EADS Says Suppliers Are Bottleneck in Airbus Ramp-Up
European Aeronautic, Defence & Space Co. Chief Executive Officer Louis Gallois said suppliers are the “main bottleneck” toward lifting production, as its Airbus SAS unit pulls in record orders for single-aisle jets.
Gallois cautioned that suppliers may strain Airbus’s ability to meet demand, as the aircraft manufacturer becomes an increasingly dominant part of the company’s portfolio. Earnings surged 39 percent in the first half, as operating profit almost doubled at Airbus, EADS said today. The unit accounts for 70 percent of sales, which rose 8 percent to 21.9 billion euros.
Suppliers of equipment ranging from aircraft engines to seats are struggling to keep up as Airbus and rival Boeing Co. (BA) rake in orders and retool their aircraft. EADS today predicted orders for more than 1,000 planes this year, up from 644 in 2010. Airbus plans to boost monthly output of A320 single-aisle jets to 42 in 2012 from 38 before going even higher.
“The question is the capacity of the supply chain,” Gallois said on a conference call with journalists. “Reaching 42 is already a challenge, and to go further we have to make sure the supply chain is able to follow.”
EADS rose as much as 41 cents, or 1.7 percent, to 24.71 euros in Paris, and traded at 24.31 euros as of 1:27 p.m. in Paris. The stock has gained 41 percent in value so far this year.
Boeing announced plans in June to boost production of its 737 jetliner by 33 percent to 38 a month by 2013 to work off a record order backlog. Last week, Chicago-based Boeing decided to follow Airbus in offering new engines on its 737 to improve fuel efficiency. The Airbus variant, called A320neo, has become the company’s fastest-selling aircraft to date.
Airbus has garnered orders or commitments for more than 1,000 A320neos since it went on offer in December 2010, with 667 at the Paris Air Show in June. The A320 is powered either by the Leap, a new engine that supersedes the CFM56, or with geared turbofan engines by Pratt & Whitney. Boeing’s updated 737 will only feature the CFM’s Leap as the engine choice.
Gallois singled out CFM as one company that may be under strain, because the company already supplies engines to the existing Boeing 737 and the A320. The manufacturer has also won a place on the planned Chinese 168-seater being developed by Comac for introduction in 2016.
“They have their own supply chain, and have to take that into account,” Gallois said.
General Electric Co. (GE), which runs the CFM joint venture with Safran SA (SAF) of France, and Pratt & Whitney are hiring to handle rising demand. GE is adding more than 1,000 U.S. workers, while Pratt & Whitney plans more than 800 jobs, with 500 engineers tied to geared turbofan engines.
Airbus assembles its single-aisle A320 family in Hamburg, Toulouse in southern France and in China, where the company opened a final assembly line in 2009 to help it win local orders. The factory in Tianjin will build aircraft at a rate of four planes a month, a fraction of the European output.

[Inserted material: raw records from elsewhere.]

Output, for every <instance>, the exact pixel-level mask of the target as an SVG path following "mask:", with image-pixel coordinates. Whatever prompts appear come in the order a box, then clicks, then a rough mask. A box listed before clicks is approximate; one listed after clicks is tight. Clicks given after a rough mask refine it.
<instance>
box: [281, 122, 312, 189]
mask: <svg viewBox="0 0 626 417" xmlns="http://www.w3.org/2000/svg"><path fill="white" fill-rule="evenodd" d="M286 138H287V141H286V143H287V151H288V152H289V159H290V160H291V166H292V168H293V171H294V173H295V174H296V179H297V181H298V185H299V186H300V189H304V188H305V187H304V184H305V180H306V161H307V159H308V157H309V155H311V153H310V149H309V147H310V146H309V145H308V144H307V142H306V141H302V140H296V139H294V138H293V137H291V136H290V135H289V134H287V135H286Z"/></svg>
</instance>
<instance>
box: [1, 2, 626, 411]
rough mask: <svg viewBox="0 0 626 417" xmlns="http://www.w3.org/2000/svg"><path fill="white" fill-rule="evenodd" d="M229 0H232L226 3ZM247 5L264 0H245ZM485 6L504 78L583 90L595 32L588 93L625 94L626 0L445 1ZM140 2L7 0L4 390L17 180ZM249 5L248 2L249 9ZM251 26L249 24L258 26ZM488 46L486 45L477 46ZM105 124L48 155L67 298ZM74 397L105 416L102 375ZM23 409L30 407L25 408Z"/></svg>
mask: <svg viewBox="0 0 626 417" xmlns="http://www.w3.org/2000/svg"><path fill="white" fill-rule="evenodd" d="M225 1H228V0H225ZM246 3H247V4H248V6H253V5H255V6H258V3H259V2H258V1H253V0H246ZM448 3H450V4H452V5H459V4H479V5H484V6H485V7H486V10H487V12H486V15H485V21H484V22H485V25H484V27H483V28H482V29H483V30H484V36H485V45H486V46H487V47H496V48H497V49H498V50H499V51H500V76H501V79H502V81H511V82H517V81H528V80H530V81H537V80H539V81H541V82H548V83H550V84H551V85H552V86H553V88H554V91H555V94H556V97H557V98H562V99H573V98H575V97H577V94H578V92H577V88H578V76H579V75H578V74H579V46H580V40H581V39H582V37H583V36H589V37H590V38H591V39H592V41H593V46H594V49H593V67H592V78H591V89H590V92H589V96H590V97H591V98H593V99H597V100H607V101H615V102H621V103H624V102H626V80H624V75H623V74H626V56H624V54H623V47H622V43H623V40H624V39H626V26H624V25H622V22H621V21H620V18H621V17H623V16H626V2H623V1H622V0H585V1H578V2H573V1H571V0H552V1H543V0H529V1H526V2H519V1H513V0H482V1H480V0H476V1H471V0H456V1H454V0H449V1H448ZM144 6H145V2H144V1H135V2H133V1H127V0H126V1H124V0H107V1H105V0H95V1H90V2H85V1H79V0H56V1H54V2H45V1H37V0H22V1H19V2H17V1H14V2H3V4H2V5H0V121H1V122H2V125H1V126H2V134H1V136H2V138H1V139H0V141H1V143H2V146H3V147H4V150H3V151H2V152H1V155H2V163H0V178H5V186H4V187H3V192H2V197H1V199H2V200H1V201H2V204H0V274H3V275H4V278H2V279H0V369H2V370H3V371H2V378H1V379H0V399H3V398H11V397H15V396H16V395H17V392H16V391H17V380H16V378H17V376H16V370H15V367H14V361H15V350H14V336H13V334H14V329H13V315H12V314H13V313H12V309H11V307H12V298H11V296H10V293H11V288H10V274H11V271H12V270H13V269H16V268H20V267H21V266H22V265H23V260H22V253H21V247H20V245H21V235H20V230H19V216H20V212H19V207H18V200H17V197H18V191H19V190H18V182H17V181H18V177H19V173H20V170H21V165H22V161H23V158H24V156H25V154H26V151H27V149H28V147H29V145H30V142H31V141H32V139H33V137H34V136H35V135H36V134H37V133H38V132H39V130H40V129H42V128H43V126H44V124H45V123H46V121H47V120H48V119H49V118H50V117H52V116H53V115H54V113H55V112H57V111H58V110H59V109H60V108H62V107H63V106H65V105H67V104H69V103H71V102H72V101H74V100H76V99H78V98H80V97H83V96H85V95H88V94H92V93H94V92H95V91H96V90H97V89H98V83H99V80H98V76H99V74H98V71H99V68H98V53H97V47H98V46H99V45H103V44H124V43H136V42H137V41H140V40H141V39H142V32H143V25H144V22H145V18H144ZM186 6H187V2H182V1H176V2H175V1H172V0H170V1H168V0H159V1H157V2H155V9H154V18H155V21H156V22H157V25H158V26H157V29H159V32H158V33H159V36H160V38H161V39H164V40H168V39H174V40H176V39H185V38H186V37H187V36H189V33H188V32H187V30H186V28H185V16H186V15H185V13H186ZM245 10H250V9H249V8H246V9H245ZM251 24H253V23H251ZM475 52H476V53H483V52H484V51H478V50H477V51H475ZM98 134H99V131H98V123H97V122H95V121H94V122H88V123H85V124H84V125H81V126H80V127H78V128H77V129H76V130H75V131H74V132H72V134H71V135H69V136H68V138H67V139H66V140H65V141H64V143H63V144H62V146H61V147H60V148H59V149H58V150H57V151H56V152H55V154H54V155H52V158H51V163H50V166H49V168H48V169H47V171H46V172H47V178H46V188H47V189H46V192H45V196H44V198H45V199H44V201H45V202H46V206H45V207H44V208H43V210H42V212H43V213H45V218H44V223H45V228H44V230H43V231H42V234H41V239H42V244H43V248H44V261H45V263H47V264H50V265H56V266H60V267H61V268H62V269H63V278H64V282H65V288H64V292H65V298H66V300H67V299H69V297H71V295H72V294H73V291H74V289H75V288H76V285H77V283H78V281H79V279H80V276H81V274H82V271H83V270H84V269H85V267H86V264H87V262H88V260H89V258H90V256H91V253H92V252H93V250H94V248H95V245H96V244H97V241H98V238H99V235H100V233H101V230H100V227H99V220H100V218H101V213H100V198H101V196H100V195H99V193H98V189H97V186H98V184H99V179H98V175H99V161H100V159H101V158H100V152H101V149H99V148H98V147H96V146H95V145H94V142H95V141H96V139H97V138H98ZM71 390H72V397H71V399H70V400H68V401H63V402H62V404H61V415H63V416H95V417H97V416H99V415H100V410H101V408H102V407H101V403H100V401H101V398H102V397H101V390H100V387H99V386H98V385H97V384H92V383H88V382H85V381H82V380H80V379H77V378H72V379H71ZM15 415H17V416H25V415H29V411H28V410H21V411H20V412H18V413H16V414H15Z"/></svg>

Airbus had considered adding a final assembly line in the U.S. when the company competed for an aerial refueling contract. After Boeing won the deal, the plan fell through. Gallois said adding another line is “speculation” at this point.
The planemaker may need to rethink it strategy for protecting dollar revenue later in the decade, and one way to assure that would be doing more work in the U.S., EADS Chief Financial Officer Hans Peter Ring said.
“We have to think strategically about this question of getting more natural hedges into our exposure,” he told analysts on a call. “It’s a long-term topic, which would mean to buy even more in dollars and probably do more in the dollar area but we don’t have a concrete plan as of today.”